Give me nerves that relax when the pressure comes. I’m here for reflexes that aren’t what they used to be.

Why? Well, the victors always get their due. But to err, as we all know, is human – perfect and wonderful. And those who lose in so many different ways occupy the more recognizable corner of major sports.

It’s comforting to know that highly conditioned, highly coordinated, hard-working athletes can fatigue, cramp, collapse under pressure, struggle to get enough air, and suffer a stabbing defeat. When they fail, they become, if only briefly, more like the rest of us schmoes.

So we can take solace in the Boston Bruins, who racked up a record 65 wins in the regular season and promptly lost to the Florida Panthers in the first round of the NHL playoffs. High hopes for the Stanley Cup became dead weight. Who can tell? I know I can.

Speaking of Boston, in the NBA playoffs, the Celtics’ Jaylen Brown and Jayson Tatum fought back from a 3-0 hole to tie the Miami Heat in the Eastern Conference Finals. Then, in Game 7, with a history-making comeback in the game, they collectively laid a stink bomb, putting in performances that rank among the worst and weakest of their careers.

Ever stood on the edge of something great, only to fail – and fail hard, in public? Yeah me too, back to the fifth grade play where I forgot my lines, tripped on stage and nearly broke my nose. It wasn’t hard to feel sympathy for Brown and Tatum as they fired shot after shot, and Miami won by 19 points, with all those millions agreeing.

The red clay at Roland Garros – where no step is certain, no bounce can be counted on and every match can turn into a grueling marathon – offers the clearest possible window into the crushing truth of sport.

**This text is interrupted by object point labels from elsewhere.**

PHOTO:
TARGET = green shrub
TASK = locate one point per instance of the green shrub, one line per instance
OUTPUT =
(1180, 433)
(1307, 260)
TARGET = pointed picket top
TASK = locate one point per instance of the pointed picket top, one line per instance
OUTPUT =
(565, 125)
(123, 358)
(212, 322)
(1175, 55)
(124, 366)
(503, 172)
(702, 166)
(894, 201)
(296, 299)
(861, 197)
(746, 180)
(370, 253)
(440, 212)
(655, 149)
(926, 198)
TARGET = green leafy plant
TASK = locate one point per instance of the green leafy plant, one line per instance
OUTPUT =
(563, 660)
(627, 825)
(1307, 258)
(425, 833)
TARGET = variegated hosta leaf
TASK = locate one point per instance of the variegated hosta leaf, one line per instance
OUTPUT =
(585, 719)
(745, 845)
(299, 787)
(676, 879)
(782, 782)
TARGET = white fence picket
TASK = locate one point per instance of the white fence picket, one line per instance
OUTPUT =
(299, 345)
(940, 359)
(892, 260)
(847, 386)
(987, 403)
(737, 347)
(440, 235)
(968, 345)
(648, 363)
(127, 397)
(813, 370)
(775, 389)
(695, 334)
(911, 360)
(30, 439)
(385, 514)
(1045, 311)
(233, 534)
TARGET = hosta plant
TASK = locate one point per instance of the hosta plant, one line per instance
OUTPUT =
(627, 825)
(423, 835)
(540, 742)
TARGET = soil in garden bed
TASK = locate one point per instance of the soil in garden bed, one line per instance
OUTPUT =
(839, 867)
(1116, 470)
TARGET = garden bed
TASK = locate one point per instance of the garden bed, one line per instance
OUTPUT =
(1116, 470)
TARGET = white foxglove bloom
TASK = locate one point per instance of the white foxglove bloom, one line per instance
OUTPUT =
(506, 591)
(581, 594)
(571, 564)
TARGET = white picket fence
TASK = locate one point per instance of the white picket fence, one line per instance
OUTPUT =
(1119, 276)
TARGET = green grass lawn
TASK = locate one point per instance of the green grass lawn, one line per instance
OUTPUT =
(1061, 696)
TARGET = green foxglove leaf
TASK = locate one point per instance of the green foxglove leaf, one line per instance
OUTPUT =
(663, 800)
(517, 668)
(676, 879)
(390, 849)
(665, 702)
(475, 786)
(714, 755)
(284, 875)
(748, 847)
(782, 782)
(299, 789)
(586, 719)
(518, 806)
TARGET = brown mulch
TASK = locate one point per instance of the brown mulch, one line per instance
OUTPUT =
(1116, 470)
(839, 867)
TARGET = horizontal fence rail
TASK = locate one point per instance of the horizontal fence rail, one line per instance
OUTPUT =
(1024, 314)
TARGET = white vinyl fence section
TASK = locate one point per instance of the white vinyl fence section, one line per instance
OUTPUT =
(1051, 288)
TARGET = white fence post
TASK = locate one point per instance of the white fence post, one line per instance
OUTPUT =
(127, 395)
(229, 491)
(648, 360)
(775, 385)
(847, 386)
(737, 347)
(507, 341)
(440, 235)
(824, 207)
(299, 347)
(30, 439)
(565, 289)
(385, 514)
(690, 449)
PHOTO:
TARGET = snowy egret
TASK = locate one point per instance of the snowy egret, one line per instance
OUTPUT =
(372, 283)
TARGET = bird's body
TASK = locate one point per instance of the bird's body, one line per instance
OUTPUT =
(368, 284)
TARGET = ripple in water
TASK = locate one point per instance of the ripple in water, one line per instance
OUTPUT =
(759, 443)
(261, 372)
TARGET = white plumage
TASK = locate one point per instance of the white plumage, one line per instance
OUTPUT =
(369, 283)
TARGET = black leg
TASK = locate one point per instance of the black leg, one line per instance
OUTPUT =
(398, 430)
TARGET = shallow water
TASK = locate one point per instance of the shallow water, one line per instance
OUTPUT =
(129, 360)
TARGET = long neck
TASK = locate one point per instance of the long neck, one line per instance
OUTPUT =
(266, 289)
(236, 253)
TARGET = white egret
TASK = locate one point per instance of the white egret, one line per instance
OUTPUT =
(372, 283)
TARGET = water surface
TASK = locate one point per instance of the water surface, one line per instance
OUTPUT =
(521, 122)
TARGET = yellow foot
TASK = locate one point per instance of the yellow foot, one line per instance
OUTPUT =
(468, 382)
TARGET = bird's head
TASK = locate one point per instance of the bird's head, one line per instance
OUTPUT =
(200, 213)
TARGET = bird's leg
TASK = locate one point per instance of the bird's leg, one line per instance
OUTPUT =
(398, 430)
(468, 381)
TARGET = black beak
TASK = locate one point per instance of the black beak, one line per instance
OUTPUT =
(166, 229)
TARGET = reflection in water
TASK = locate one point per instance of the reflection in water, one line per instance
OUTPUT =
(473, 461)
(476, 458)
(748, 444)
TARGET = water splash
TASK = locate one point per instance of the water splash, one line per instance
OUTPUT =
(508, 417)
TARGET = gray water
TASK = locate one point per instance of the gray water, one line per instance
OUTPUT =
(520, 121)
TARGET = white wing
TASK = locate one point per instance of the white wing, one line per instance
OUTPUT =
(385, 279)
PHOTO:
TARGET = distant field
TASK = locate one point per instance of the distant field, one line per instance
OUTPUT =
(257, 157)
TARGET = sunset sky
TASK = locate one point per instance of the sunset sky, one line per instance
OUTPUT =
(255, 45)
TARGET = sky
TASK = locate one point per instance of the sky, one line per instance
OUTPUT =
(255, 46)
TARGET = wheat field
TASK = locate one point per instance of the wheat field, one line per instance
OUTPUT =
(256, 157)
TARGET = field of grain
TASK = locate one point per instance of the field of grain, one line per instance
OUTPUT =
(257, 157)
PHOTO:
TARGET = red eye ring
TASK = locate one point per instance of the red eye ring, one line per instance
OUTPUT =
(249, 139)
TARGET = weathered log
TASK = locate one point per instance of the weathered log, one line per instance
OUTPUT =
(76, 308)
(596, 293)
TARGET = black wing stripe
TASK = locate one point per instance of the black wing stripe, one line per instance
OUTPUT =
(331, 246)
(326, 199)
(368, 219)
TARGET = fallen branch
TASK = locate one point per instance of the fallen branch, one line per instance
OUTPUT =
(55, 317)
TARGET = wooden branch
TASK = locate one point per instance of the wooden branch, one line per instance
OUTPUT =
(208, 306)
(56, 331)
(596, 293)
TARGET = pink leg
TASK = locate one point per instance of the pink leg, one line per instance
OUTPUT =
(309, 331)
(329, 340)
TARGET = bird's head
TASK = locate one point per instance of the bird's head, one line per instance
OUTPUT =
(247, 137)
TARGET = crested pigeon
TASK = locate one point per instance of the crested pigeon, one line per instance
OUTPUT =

Players walk onto the fields looking like Parisian runway models, their skin bronzed, their fresh outfits pressed. Then, once the games get moving, reality sets in.

In the other Grand Slam tennis tournaments, the points often end in rapid succession. On the clay of Roland Garros, the points can stretch like a John Coltrane solo. They can go on and on, the pressure mounts, the pace builds crescendo.

In the most protracted and competitive matches, you often see pain – both mental and physical – descending on the players. Insecurity creeps in, and with it leanness. Muscles weaken and tremble. The fresh outfits – shoes, socks, shirts, wristbands, headbands, hats – cake with sweat and clods of clay.

Wang was not on the court long enough to suffer against Swiatek. But Gaël Monfils from France was. Monfils, a weathered 36-year-old veteran who played perhaps his last Grand Slam in front of a home crowd, won his first-round match despite trailing 4-0 in the fifth set. Along the way, he struggled past aching lungs and a storm of leg cramps. He dragged out the match but was so tired and sore that he was unable to come to court for his second round match two days later.

The march of time waits for no one.

A few days later, a much younger player, Italy’s Jannik Sinner – 21, seeded number 8 and rising rapidly – took on Daniel Altmaier, a journeyman number 79, at Suzanne Lenglen Court.

Sinner should have won without much effort.

He sniffed ahead early, but struggled. An hour passed. Altmaier caught up. Another hour passed. The match became a stalemate. Three hours became four hours. Sinner had two match points – and coughed up both. They entered a fifth set. Sinner fell behind and came back, conceding four match points, but winning them all.

And then…and then, at 5 hours and 26 minutes, Sinner saw a screaming serve fly past his outstretched racket for an ace. Game. set. Agreement. Final Score: 6-7 (0), 7-6 (7), 1-6, 7-6 (4), 7-5. The upset was the fifth-longest match in French Open history.

Sinner walked off the field messy and confused, his face betraying the self-doubt common to losers. In other words, he was beautifully human.